The mole fractions are $0.5$ and $0.5$.

(B) The molar mass of Glucose $(C_6H_{12}O_6)$ is $(6 \times 12) + (12 \times 1) + (6 \times 16) = 72 + 12 + 96 = 180 \ g/mol$.
Molality $(m)$ is defined as the number of moles of solute per kilogram of solvent.
Given $m = 0.25 \ mol/kg$.
Let the mass of the solvent (water) be $W \ kg$.
The mass of the solution is $W + \text{mass of glucose} = 2.5 \ kg$.
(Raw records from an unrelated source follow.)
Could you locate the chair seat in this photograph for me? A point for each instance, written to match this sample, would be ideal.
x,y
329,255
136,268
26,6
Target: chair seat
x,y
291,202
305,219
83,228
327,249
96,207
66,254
Mass of glucose $= \text{moles} \times \text{molar mass} = (0.25 \times W) \times 180 = 45W \ g = 0.045W \ kg$.
Substituting this into the solution mass equation: $W + 0.045W = 2.5 \ kg$.
$1.045W = 2.5 \implies W = 2.5 / 1.045 \approx 2.3923 \ kg$.
Mass of glucose $= 0.045 \times 2.3923 \ kg \approx 0.10765 \ kg = 107.65 \ g$.